Недавно некоторые историки литературы отказались от определения романтизма как школы, ориентированной на чувства, и безуспешно попытались определить его заново. Нужно было бы определить романтизм как школу, ориентированную на волевой акт; в терминах этой характеристики можно проследить и понять историю романтической литературы.
Неназванные правила романтизма предъявляли настолько высокие требования, что, несмотря на обилие романтиков во время господства этой школы, лишь очень немногие достигли последовательности и высочайшего уровня. Среди романистов это удалось Виктору Гюго и Достоевскому, а из отдельных книг (авторы которых не всегда были последовательны) я назвала бы «Камо грядеши» Сенкевича и «Алую букву» Натаниеля Готорна. Величайшие из драматургов — Фридрих Шиллер и Эдмон Ростан.

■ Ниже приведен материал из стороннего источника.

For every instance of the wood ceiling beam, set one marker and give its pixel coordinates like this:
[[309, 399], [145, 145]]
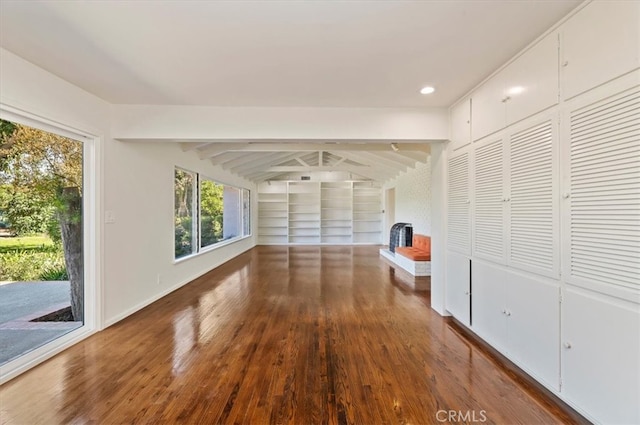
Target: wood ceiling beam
[[226, 157], [215, 148]]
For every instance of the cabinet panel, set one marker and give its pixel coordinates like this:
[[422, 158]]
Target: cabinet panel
[[458, 204], [532, 80], [533, 326], [488, 107], [533, 200], [458, 288], [488, 206], [601, 357], [604, 196], [488, 301], [599, 43], [461, 124]]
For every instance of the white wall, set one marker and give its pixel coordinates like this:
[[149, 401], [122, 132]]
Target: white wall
[[413, 197], [141, 122], [139, 265], [134, 181]]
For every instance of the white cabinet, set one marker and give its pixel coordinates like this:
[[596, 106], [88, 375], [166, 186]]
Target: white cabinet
[[525, 87], [601, 194], [458, 204], [489, 303], [601, 356], [599, 43], [489, 206], [531, 81], [519, 316], [461, 124], [558, 143], [458, 289], [533, 198], [487, 107], [515, 198]]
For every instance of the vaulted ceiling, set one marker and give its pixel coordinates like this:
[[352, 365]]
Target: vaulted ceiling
[[315, 54], [259, 161]]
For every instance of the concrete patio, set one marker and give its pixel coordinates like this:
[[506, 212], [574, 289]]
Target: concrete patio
[[21, 302]]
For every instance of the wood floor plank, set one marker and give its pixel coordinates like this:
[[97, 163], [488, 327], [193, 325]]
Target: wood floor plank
[[281, 335]]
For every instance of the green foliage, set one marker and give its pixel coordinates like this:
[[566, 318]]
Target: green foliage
[[183, 237], [55, 272], [26, 265], [27, 213], [27, 243], [211, 212]]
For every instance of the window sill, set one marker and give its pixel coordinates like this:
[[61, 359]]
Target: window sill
[[210, 248]]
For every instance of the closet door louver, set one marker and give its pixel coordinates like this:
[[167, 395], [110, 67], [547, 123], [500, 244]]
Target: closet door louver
[[605, 192], [533, 232], [488, 228], [458, 218]]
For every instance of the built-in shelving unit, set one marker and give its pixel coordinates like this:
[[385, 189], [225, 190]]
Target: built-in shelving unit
[[273, 213], [319, 213], [336, 201], [367, 213], [304, 212]]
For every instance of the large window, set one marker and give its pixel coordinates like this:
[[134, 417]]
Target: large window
[[42, 238], [207, 213]]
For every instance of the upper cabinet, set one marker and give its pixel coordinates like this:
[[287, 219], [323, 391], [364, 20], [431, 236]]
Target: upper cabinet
[[461, 124], [488, 110], [599, 43], [526, 86], [531, 82]]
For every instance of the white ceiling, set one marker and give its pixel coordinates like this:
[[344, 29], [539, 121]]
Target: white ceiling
[[278, 54], [275, 53]]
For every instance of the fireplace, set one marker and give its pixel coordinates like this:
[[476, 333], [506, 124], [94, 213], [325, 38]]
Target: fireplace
[[401, 235]]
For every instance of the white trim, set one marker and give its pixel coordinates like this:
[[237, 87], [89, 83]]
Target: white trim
[[166, 292], [93, 242]]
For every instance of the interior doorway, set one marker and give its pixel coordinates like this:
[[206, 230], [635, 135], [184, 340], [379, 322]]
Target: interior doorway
[[390, 211]]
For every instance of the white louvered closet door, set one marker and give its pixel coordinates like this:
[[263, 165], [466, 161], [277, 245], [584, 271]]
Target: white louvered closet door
[[489, 201], [604, 194], [458, 205], [533, 198]]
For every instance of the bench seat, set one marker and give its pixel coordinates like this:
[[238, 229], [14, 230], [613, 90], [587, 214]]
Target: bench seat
[[414, 254]]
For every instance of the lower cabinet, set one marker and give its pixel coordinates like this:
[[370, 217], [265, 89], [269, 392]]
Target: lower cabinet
[[520, 317], [458, 288], [601, 356]]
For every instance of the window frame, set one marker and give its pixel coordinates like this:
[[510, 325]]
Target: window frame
[[197, 216]]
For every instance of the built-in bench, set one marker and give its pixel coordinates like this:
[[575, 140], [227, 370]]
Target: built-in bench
[[415, 259]]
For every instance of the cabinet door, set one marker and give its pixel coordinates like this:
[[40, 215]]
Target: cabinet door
[[533, 200], [458, 292], [488, 107], [489, 201], [601, 357], [533, 327], [458, 204], [488, 302], [461, 124], [603, 197], [599, 43], [532, 80]]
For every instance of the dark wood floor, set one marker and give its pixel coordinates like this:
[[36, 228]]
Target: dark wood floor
[[301, 335]]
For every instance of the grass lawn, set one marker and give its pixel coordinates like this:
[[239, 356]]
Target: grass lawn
[[25, 243], [30, 258]]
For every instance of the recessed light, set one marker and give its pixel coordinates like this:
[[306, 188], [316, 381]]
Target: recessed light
[[427, 90]]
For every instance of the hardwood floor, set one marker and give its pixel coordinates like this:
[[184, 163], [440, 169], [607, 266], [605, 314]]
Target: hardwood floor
[[300, 335]]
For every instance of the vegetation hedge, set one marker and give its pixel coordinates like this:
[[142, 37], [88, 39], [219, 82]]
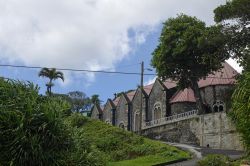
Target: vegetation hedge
[[39, 130]]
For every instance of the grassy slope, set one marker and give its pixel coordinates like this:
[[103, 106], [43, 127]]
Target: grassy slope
[[117, 145]]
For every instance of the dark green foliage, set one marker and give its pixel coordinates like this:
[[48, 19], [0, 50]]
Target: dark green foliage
[[235, 18], [241, 108], [215, 160], [189, 51], [37, 130], [79, 101], [113, 143], [51, 74], [32, 131]]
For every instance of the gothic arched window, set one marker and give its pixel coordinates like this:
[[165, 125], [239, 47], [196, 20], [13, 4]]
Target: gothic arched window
[[121, 125], [218, 106], [136, 121], [157, 111]]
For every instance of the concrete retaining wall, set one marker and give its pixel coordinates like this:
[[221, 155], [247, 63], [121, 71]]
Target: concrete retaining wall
[[213, 129]]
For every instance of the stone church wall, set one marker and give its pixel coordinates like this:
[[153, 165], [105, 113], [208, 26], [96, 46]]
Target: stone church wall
[[107, 113], [178, 108], [214, 129], [121, 115]]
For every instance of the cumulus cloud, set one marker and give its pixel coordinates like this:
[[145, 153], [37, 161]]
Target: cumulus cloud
[[87, 34]]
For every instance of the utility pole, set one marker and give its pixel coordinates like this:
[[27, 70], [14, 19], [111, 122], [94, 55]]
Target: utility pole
[[141, 108]]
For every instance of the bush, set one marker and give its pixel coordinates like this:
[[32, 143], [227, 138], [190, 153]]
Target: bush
[[241, 108], [214, 160], [32, 131]]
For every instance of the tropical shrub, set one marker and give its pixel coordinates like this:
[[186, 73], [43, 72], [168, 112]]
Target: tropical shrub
[[32, 131], [241, 108]]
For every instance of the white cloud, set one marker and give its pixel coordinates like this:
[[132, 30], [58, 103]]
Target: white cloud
[[86, 34]]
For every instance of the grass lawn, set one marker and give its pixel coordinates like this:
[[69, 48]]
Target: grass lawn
[[145, 160], [123, 148]]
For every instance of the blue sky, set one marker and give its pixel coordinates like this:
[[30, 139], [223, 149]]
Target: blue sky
[[113, 35]]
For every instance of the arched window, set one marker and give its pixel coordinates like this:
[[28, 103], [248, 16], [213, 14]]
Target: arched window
[[121, 125], [218, 106], [108, 121], [157, 111], [136, 121]]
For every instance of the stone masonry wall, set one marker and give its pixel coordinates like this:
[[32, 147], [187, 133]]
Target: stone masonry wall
[[121, 115], [214, 129], [212, 93], [95, 113], [136, 105], [157, 95], [178, 108], [107, 113]]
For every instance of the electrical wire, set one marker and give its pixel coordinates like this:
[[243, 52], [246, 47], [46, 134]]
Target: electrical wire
[[97, 71]]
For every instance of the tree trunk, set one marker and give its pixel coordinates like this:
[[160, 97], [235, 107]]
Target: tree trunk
[[197, 95], [50, 85]]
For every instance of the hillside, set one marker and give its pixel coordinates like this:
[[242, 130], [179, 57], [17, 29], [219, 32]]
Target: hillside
[[114, 144]]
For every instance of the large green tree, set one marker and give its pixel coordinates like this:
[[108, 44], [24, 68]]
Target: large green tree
[[240, 113], [235, 18], [188, 51], [52, 74]]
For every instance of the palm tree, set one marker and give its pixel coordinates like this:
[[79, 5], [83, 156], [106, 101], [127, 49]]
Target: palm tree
[[52, 74]]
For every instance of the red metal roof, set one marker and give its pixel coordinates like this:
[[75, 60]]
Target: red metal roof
[[224, 76], [186, 95], [116, 100], [148, 88], [169, 83], [130, 95]]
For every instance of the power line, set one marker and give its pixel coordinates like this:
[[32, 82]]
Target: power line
[[99, 71], [78, 70]]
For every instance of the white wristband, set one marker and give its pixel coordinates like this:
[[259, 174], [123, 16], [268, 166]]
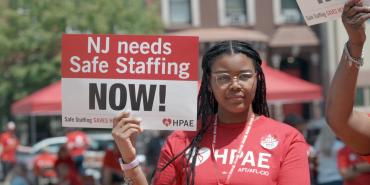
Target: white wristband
[[130, 165], [358, 62]]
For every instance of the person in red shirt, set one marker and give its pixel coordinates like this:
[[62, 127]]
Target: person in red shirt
[[77, 143], [64, 157], [43, 165], [112, 173], [351, 126], [236, 142], [354, 169], [67, 176], [9, 144]]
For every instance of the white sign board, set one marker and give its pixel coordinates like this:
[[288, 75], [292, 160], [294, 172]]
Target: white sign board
[[320, 11]]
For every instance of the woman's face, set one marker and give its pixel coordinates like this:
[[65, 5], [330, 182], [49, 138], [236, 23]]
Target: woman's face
[[233, 82]]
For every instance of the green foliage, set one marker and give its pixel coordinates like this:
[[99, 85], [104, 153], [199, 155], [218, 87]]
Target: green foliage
[[31, 30]]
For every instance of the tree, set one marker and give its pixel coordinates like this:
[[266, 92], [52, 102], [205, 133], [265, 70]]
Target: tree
[[31, 31]]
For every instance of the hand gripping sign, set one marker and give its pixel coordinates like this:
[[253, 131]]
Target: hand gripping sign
[[153, 76], [320, 11]]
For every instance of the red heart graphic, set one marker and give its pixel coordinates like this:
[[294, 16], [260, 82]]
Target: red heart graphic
[[166, 121]]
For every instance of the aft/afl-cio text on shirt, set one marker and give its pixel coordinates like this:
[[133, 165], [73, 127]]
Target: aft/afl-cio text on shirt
[[153, 76]]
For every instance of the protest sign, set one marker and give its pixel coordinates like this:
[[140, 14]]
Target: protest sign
[[320, 11], [155, 77]]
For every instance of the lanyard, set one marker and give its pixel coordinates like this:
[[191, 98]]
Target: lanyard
[[236, 158]]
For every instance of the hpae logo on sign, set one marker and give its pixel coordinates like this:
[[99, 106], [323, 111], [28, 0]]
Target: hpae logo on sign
[[169, 122], [103, 75]]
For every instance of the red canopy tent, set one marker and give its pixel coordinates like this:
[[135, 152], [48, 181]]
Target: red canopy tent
[[284, 88], [281, 87], [47, 101]]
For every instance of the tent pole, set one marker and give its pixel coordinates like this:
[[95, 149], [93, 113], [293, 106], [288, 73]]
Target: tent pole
[[33, 129]]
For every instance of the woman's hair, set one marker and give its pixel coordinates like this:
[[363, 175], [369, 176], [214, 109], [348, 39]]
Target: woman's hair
[[207, 104]]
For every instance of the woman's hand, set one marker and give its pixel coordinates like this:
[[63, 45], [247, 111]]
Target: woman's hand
[[125, 130], [354, 17]]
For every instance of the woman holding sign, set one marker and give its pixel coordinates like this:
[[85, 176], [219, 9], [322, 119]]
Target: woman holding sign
[[236, 142], [351, 126]]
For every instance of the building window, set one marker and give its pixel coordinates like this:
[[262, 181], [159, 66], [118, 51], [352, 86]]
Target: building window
[[180, 12], [360, 97], [287, 11], [236, 12]]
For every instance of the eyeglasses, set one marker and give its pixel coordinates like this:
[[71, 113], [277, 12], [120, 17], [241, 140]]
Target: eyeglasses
[[225, 79]]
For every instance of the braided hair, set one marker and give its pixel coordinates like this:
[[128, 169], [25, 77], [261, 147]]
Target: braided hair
[[207, 104]]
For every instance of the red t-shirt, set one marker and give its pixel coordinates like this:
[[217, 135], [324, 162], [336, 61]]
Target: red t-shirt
[[366, 158], [77, 142], [43, 165], [274, 153], [346, 159], [111, 160], [71, 179], [9, 143], [67, 161]]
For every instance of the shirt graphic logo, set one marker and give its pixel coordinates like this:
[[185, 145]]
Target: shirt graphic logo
[[269, 142], [203, 154]]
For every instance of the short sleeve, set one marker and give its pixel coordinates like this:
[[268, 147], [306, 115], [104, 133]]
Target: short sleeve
[[295, 167], [168, 174]]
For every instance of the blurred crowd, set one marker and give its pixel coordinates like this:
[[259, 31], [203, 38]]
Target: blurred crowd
[[331, 162]]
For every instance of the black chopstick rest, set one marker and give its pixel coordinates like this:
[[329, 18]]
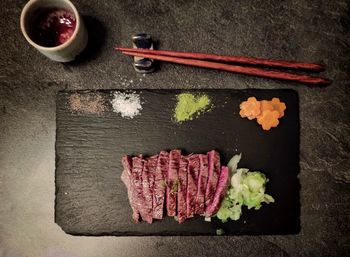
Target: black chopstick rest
[[144, 41]]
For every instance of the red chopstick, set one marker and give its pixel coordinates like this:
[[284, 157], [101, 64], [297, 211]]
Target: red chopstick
[[235, 68], [235, 59]]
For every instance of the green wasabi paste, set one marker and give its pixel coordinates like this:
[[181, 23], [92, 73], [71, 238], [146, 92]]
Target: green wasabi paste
[[189, 105]]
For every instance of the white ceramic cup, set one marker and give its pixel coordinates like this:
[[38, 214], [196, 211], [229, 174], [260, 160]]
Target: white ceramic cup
[[67, 51]]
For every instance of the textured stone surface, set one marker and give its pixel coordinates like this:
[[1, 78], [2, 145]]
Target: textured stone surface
[[316, 31]]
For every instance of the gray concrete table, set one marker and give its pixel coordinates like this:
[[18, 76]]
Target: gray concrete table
[[317, 31]]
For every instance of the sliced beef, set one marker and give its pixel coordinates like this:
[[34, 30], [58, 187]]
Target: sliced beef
[[182, 190], [214, 173], [147, 208], [152, 165], [126, 178], [160, 185], [219, 193], [192, 181], [172, 181], [202, 184], [136, 184]]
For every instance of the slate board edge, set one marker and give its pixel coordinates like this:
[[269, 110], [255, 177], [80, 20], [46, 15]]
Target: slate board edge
[[132, 234]]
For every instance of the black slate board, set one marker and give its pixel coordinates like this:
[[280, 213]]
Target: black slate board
[[92, 200]]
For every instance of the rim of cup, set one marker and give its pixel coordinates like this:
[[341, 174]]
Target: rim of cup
[[24, 13]]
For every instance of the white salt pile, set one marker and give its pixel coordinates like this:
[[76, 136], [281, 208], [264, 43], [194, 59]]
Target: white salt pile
[[127, 104]]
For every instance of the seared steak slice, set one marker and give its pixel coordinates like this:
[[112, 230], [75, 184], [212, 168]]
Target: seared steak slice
[[172, 182], [192, 181], [220, 192], [202, 184], [152, 165], [160, 185], [147, 208], [214, 173], [126, 178], [182, 190], [136, 184]]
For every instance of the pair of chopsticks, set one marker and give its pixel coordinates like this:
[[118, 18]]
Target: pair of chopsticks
[[220, 62]]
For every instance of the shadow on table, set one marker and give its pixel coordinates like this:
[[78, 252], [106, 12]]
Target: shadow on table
[[97, 36]]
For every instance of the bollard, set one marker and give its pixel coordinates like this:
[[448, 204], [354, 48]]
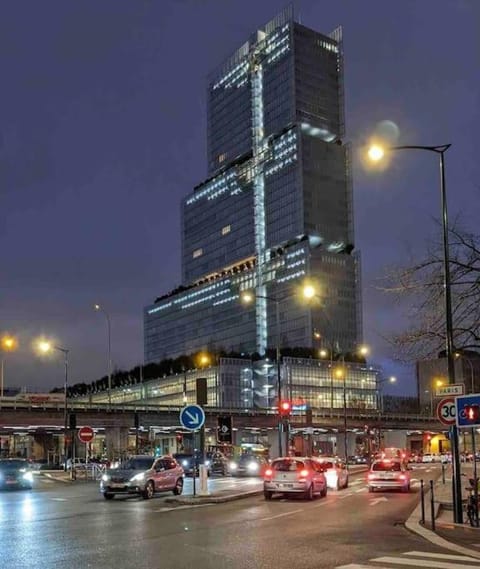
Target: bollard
[[432, 505], [422, 501]]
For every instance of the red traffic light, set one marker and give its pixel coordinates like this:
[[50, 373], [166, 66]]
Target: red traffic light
[[285, 408], [472, 413]]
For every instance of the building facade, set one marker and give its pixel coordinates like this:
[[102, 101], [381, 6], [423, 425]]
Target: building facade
[[275, 211]]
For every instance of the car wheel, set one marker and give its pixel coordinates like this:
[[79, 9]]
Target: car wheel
[[178, 487], [309, 493], [149, 491]]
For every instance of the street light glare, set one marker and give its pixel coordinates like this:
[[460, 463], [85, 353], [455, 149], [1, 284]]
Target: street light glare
[[309, 291], [376, 153]]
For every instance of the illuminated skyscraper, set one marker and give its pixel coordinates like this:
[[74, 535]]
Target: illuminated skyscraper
[[275, 210]]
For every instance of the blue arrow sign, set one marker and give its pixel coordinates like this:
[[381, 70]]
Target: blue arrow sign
[[468, 410], [192, 417]]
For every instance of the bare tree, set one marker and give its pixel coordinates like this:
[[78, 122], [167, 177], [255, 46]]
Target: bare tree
[[421, 284]]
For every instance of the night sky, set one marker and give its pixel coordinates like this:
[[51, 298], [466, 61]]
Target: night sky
[[103, 131]]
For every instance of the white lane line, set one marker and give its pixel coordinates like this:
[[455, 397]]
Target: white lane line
[[445, 556], [281, 515], [419, 562]]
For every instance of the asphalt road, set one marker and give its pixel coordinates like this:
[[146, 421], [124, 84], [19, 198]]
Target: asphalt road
[[60, 525]]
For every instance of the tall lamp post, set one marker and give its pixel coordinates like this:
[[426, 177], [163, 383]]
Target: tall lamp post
[[377, 153], [45, 347], [248, 297], [100, 308], [7, 344]]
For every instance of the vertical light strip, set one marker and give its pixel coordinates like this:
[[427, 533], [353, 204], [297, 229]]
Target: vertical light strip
[[259, 147]]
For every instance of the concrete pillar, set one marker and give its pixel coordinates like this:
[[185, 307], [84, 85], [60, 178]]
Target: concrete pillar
[[116, 439]]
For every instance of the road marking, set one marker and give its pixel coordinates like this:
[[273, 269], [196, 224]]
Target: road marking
[[378, 500], [421, 562], [443, 556], [281, 515]]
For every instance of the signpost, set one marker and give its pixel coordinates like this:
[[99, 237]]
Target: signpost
[[192, 417], [446, 411], [451, 389]]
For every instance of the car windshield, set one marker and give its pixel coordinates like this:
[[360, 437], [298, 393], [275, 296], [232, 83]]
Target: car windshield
[[143, 463], [288, 465], [387, 466], [12, 464]]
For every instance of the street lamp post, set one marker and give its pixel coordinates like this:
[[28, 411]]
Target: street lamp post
[[7, 344], [46, 347], [376, 153], [99, 308]]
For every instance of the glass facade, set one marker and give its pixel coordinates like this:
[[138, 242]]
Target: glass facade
[[275, 210]]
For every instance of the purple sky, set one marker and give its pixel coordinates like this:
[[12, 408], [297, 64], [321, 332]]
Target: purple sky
[[103, 130]]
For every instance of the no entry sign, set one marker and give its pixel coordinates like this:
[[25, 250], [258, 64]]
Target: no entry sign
[[86, 434]]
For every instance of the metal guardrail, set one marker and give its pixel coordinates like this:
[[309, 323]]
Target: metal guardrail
[[153, 408]]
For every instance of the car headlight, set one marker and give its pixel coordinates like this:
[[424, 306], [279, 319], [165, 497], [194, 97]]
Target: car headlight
[[28, 476], [137, 477]]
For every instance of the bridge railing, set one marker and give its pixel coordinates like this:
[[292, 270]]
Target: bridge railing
[[135, 407]]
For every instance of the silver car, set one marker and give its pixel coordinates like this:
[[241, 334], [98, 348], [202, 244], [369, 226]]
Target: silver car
[[294, 475], [143, 475]]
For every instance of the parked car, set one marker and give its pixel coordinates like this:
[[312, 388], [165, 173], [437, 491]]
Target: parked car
[[294, 475], [388, 474], [143, 475], [249, 465], [336, 471], [15, 473]]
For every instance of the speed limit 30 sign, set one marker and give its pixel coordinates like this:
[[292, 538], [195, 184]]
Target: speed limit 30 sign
[[446, 411]]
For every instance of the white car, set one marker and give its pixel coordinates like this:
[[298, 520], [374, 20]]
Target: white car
[[336, 471]]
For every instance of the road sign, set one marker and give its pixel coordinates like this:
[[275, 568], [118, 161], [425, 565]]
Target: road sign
[[86, 434], [452, 389], [468, 410], [192, 417], [446, 411], [225, 430]]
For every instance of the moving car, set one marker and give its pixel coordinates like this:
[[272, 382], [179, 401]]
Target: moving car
[[249, 465], [294, 475], [15, 473], [143, 475], [388, 473], [336, 471]]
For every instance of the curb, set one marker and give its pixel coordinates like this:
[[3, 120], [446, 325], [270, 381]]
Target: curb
[[188, 501], [413, 524]]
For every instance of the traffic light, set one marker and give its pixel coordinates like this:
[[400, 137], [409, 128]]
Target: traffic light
[[472, 413], [285, 408]]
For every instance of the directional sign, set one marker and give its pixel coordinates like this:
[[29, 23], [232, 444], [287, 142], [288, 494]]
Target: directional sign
[[468, 410], [446, 411], [192, 417], [86, 434], [451, 389]]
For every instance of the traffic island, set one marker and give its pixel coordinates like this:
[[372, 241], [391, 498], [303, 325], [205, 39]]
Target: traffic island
[[217, 498]]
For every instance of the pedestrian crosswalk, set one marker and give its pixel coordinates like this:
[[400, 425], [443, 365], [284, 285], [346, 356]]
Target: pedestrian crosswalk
[[417, 559]]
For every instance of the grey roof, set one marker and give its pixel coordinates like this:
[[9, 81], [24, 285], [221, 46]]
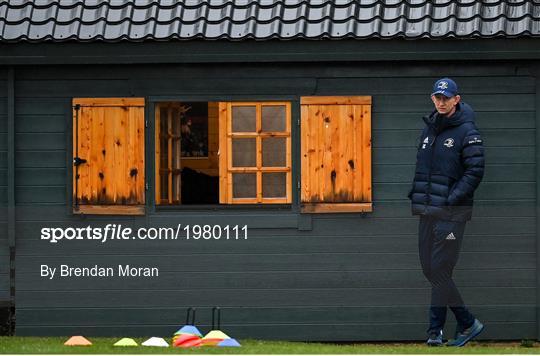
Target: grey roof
[[137, 20]]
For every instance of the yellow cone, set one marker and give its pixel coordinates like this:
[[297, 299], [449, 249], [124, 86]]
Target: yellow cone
[[77, 341], [216, 334], [126, 342]]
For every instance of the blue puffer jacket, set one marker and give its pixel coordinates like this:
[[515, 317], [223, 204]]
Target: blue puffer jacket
[[449, 166]]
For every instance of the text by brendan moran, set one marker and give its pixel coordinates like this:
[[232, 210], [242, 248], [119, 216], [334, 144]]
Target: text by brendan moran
[[125, 271]]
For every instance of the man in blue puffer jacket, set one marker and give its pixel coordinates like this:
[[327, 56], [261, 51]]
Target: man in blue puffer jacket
[[449, 168]]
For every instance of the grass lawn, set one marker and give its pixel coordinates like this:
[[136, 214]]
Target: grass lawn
[[50, 345]]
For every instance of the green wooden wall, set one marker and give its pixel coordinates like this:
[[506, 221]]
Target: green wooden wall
[[4, 248], [321, 277]]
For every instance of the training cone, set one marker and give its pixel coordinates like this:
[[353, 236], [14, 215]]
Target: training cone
[[229, 343], [186, 339], [77, 341], [190, 327], [125, 342], [155, 342], [215, 336]]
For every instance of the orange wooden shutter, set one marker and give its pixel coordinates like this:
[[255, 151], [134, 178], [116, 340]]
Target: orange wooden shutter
[[108, 145], [336, 154]]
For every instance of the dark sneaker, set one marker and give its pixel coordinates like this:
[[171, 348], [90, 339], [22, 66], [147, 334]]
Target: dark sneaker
[[435, 339], [467, 335]]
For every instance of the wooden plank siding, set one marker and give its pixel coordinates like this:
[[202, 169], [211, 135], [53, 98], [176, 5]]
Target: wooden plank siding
[[355, 275], [4, 245]]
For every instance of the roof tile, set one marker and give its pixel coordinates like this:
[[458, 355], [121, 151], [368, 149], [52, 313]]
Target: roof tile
[[136, 20]]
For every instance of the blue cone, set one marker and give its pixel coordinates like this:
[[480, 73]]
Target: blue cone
[[229, 343], [188, 329]]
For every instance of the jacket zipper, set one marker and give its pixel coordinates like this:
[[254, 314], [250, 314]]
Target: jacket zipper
[[428, 200]]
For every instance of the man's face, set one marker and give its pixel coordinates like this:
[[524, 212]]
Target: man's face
[[444, 105]]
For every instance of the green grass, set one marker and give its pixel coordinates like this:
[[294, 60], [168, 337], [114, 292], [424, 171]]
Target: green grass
[[54, 345]]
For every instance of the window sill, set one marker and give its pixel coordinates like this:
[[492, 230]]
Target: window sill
[[336, 208], [109, 210]]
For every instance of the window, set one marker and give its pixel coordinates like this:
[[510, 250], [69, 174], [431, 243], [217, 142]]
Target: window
[[336, 154], [186, 159], [223, 153], [108, 156], [255, 152]]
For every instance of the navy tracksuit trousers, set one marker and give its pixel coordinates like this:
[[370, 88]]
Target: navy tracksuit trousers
[[439, 243]]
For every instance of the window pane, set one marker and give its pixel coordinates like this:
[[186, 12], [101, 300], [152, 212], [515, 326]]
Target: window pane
[[274, 152], [273, 118], [274, 185], [244, 185], [244, 152], [244, 119]]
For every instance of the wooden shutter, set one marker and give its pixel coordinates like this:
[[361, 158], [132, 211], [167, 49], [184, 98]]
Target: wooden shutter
[[336, 154], [108, 151]]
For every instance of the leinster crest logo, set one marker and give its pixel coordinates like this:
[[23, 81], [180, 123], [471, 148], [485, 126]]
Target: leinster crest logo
[[442, 85]]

Отличительное свойство такого высочайшего уровня (помимо литературного дарования) — полная преданность предпосылке волевого акта в обеих основных областях: в сознании и в бытии, в характере человека и действии. Ничуть не разделяя одно и другое, блистательно изобретая сюжетные структуры, писатели эти чрезвычайно озабочены душой человека (то есть его сознанием). Они — моралисты в самом глубоком смысле слова; их заботят не просто ценности, но ценности моральные и влияние их на формирование человека. Персонажи неправдоподобны, это, в сущности, абстрактные (и не всегда удачные, как мы покажем ниже) проекции. В самих историях невозможно найти действие ради действия, не связанное с моральными ценностями. Сюжет формируется, определяется и мотивируется ценностями персонажа (или его изменой им), борьбой в стремлении к ним и глубокими ценностными конфликтами. Темы здесь — основные, вневременные, всеобщие вопросы человеческого существования. Только великие романтики последовательно создавали литературу редчайшего свойства, где совершенно слиты тема и сюжет, и достигали этого они с необычайной виртуозностью.
Если философская значимость — критерий того, что нужно принимать всерьез, то это самые серьезные писатели в мировой литературе.
Романтики второго уровня (писатели значительных достоинств, но меньшего масштаба) указывают, как и почему романтизм придет в упадок. Этот уровень представляют Вальтер Скотт и Александр Дюма. Отличительная их черта — то, что они подчеркивают действие без духовных целей или значительных моральных ценностей. У их историй хорошо выстроенный, образный, захватывающий сюжет, но ценности, к которым стремятся их персонажи, ценности, мотивирующие поступки этих персонажей, примитивны, поверхностны, подчеркнуто далеки от философии. Это верность королю, возвращение утраченного наследства, личная месть и тому подобное. Конфликты и сюжетные линии по большей части внешние. Персонажи — абстракции, а не портреты, но абстрагируют они широко обобщенные добродетели или пороки, и построение образов здесь минимально. Со временем они становятся собственными писательскими штампами типа «храбрый рыцарь», «благородная дама», «злодей-придворный», так что их не измышляют и не списывают с натуры, но выбирают из готового набора шаблонных романтических персонажей. Отсутствие метафизического значения (кроме подтверждения волевого акта, имплицитно содержащегося в сюжетной структуре) очевидно из того, что у этих романов есть сюжет, но нет абстрактных тем. Темой служит центральный конфликт, обычно в виде реального или вымышленного исторического события.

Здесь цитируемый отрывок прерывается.